I hate to say it, but I only diagnosed the crash in MS Visual Studio Community Edition; after having VS installed, letting my app crash in Qt Creator, and choosing to open it in Visual Studio's debugger. While my Qt app had no symbol info, it turns out that the Qt libraries had some. It led me to the offending line; since I could see what method was being called. (Still, I think Qt is a convenient, powerful, & cross-platform LGPL framework.)
I had this problem too. In my case, the RELEASE mode was having msvscrtd.dll in the linker definition. We removed it and the issue resolved.
Alternatively, adding /NODEFAULTLIB to the linker command line arguments also resolved the issue.
I'll add another possibility for future readers: Check if you're logging to stderr or stdout from an application with no console window (ie you linked with /SUBSYSTEM:WINDOWS). This can crash.
I had a GUI application where I logged to both stderr and a file in both debug and release, so logging was always enabled. I created a console window in debug for easy viewing of the logs, but not in release. However, if the VS debugger is attached to the release build, it'll automatically pipe stderr to the VS output window. So only in release with no debugger did it actually crash when I wrote to stderr.

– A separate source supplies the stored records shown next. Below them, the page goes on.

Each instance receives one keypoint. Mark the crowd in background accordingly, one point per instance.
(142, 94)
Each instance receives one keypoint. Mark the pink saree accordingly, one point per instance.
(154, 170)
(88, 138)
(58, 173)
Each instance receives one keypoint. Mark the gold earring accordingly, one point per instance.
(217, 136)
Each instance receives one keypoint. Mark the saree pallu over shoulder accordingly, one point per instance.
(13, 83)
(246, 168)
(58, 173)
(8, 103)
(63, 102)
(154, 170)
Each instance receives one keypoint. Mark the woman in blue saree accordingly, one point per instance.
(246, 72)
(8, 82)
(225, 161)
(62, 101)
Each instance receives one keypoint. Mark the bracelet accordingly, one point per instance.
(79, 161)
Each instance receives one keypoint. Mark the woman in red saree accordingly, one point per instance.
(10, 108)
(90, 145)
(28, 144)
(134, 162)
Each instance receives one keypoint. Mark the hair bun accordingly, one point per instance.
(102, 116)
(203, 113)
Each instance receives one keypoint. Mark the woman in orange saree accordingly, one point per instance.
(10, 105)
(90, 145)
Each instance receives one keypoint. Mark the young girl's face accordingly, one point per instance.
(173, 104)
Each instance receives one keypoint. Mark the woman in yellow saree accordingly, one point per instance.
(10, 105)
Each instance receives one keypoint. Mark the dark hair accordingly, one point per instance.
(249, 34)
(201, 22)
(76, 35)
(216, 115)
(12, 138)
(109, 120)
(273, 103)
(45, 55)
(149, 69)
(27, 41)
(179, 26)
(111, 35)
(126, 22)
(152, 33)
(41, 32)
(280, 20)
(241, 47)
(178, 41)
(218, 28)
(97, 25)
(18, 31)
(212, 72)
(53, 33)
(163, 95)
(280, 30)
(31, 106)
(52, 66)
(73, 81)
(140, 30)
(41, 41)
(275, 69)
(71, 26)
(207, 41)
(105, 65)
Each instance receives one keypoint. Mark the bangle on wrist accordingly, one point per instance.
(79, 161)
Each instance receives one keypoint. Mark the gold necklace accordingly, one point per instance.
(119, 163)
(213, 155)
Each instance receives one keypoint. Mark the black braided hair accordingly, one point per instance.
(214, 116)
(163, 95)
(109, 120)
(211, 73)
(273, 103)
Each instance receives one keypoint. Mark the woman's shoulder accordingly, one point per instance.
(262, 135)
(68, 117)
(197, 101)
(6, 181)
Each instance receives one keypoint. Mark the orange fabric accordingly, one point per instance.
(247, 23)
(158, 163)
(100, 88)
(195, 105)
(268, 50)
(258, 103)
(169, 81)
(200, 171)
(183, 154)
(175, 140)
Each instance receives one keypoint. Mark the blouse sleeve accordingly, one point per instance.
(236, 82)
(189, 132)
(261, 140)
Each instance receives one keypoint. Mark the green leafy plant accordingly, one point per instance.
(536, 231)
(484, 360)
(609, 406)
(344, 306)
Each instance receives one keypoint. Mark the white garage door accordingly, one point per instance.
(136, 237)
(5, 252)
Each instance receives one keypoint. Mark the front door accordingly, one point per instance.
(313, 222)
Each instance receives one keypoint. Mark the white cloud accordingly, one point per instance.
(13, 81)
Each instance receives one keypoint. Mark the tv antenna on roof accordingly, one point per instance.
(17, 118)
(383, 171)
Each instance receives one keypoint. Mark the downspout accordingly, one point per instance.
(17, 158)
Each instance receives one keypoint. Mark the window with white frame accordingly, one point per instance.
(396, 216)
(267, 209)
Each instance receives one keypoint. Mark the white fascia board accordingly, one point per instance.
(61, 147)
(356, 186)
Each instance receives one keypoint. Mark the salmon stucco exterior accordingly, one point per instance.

To make things worse, printf debugging obviously didn't work, which I didn't understand why until I'd tracked down the root cause (by painfully bisecting the codebase by inserting an infinite loop in various spots).
I had this error and vs crashed even when trying to !clean! my project. So I deleted the obj files manually from the Release directory, and after that it built just fine.
I agree with Rolf. Because reproducibility is so important, you shouldn't have a non-debug mode. All your builds should be debuggable. Having two targets to debug more than doubles your debugging load. Just ship the "debug mode" version, unless it is unusable. In which case, make it usable.